The Holy Rood Church in the1930s.

Can you help solve this church grave mystery?

Ground-penetrating radar has been brought in to try to solve the 83-year-old mystery of who is buried beneath the site of an old church on the Gold Coast before the land is sold. Now, the bodies may have to be exhumed.

The Holy Rood Church at Maudsland was destroyed by fire in 1936 and rebuilt at nearby Oxenford.

But with the Anglican Church now selling the site where the old wooden church once stood, the hunt is on to find descendants of those entombed below.
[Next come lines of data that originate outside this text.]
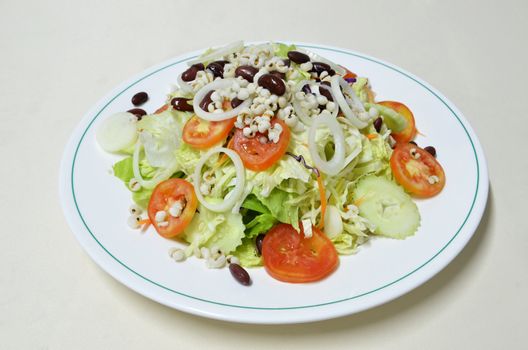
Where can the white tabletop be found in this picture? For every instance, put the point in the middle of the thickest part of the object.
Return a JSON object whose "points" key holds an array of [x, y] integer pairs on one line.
{"points": [[58, 58]]}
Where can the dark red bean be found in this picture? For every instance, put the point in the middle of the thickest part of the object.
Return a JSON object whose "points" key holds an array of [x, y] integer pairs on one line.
{"points": [[377, 124], [246, 72], [273, 83], [235, 103], [298, 57], [431, 150], [279, 74], [138, 112], [182, 104], [216, 68], [206, 100], [319, 67], [190, 73], [258, 242], [240, 274], [139, 98], [326, 93]]}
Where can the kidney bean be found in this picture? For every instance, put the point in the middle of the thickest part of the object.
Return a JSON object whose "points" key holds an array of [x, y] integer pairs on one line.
{"points": [[431, 150], [279, 74], [240, 274], [246, 72], [206, 100], [190, 73], [139, 98], [182, 104], [216, 68], [138, 112], [306, 89], [273, 83], [298, 57]]}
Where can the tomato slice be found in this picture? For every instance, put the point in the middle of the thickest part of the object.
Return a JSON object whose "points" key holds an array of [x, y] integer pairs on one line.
{"points": [[290, 257], [202, 134], [409, 132], [257, 156], [163, 197], [417, 170], [162, 109]]}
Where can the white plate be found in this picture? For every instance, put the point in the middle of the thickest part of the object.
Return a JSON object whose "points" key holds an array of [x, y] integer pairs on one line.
{"points": [[96, 206]]}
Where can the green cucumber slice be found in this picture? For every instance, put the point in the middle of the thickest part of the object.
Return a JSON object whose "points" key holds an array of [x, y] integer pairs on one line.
{"points": [[394, 120], [386, 205]]}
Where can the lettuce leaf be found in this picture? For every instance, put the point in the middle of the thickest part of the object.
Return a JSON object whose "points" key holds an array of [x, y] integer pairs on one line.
{"points": [[207, 229], [247, 253]]}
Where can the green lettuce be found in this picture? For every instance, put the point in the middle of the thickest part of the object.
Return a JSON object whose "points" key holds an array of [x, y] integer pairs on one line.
{"points": [[207, 229], [247, 253]]}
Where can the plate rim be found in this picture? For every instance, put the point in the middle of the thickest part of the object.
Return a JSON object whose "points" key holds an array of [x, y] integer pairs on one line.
{"points": [[471, 221]]}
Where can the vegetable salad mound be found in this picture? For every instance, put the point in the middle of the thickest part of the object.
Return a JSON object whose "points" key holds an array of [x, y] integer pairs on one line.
{"points": [[270, 155]]}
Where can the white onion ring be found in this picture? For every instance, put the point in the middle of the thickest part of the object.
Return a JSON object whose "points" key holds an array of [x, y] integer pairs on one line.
{"points": [[149, 184], [337, 162], [232, 197], [299, 111], [315, 57], [215, 117], [186, 87], [219, 52], [337, 83]]}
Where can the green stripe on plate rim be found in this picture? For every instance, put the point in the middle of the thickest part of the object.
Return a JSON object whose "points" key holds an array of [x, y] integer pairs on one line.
{"points": [[292, 307]]}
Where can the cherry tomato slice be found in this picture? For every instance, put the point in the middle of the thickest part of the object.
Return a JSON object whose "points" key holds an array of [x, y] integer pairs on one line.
{"points": [[257, 156], [409, 132], [290, 257], [203, 134], [417, 170], [162, 109], [163, 197]]}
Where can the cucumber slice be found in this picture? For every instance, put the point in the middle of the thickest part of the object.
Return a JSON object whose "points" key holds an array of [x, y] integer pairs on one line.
{"points": [[118, 132], [394, 120], [386, 205]]}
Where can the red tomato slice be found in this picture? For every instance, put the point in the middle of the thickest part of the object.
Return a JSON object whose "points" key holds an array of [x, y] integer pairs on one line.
{"points": [[202, 134], [257, 156], [163, 197], [290, 257], [420, 174], [409, 132], [161, 109]]}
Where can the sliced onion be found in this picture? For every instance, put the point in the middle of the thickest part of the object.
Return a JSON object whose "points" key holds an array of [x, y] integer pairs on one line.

With church records lost in the fire, the search has hit something of a dead end.

Ground penetrating radar has detected as many as three graves on the site on the site but the identity of the remains remain a mystery which the Anglican Church's Gold Coast North Parish is eager to solve.

The original church was designed and built in 1887-88.

Mr F.G. Walker was the architect and he followed a design of an English church where he had previously worshipped.

Sadly, the church records are believed to have been lost in the 1936 bushfire and no trace can be found of any other information to provide further substantive clues.

Men us ground penetrating radar to find remains at the Holy Rood Church.
Men us ground penetrating radar to find remains at the Holy Rood Church.

Research through Queensland State Archives and the Gold Coast Family History Library yielded no results.

However, some handy detective work by current parish manager Rod Mengel has shed some light on the mystery.

He believes he knows the identity of one person buried on the block - George Donald who died of "senile decay" at the age of 96 on January 20, 1889.

Mr Mengel trawled through old newspaper articles between the 1880s and the 1930s but the only name he could identify with reasonable certainty was Mr Donald.

"He migrated from Scotland and was one of the early settlers to the area. He was also the father of Mary Binstead (nee Donald)," Mr Mengel said.

"We can only speculate what happened to him. Had he gone mad? Had he wandered off and went missing? Did they need to bury him quickly because it was the middle of summer?"

There could be up to three graves at the church.
There could be up to three graves at the church.

These are just a few questions.

"What about the others that are supposed to be buried on that block? Who are they? What are their stories? Do they have any surviving relatives? There are lots of local stories of who was buried on the Maudsland block that have been around for years. I have delved into their accuracy but they have all come to nothing."

Mr Mengel said the parish had brought in experts with ground penetrating radar equipment a few months ago and their investigation confirmed that there were some remains.

There could be up to three graves which could possibly predate the building of the church.

"It is likely that we will have to exhume the remains of bodies to be able to sell the block," he said.

Mr Mengel is hoping that members of the public might have some answers either through personal knowledge or through some family history.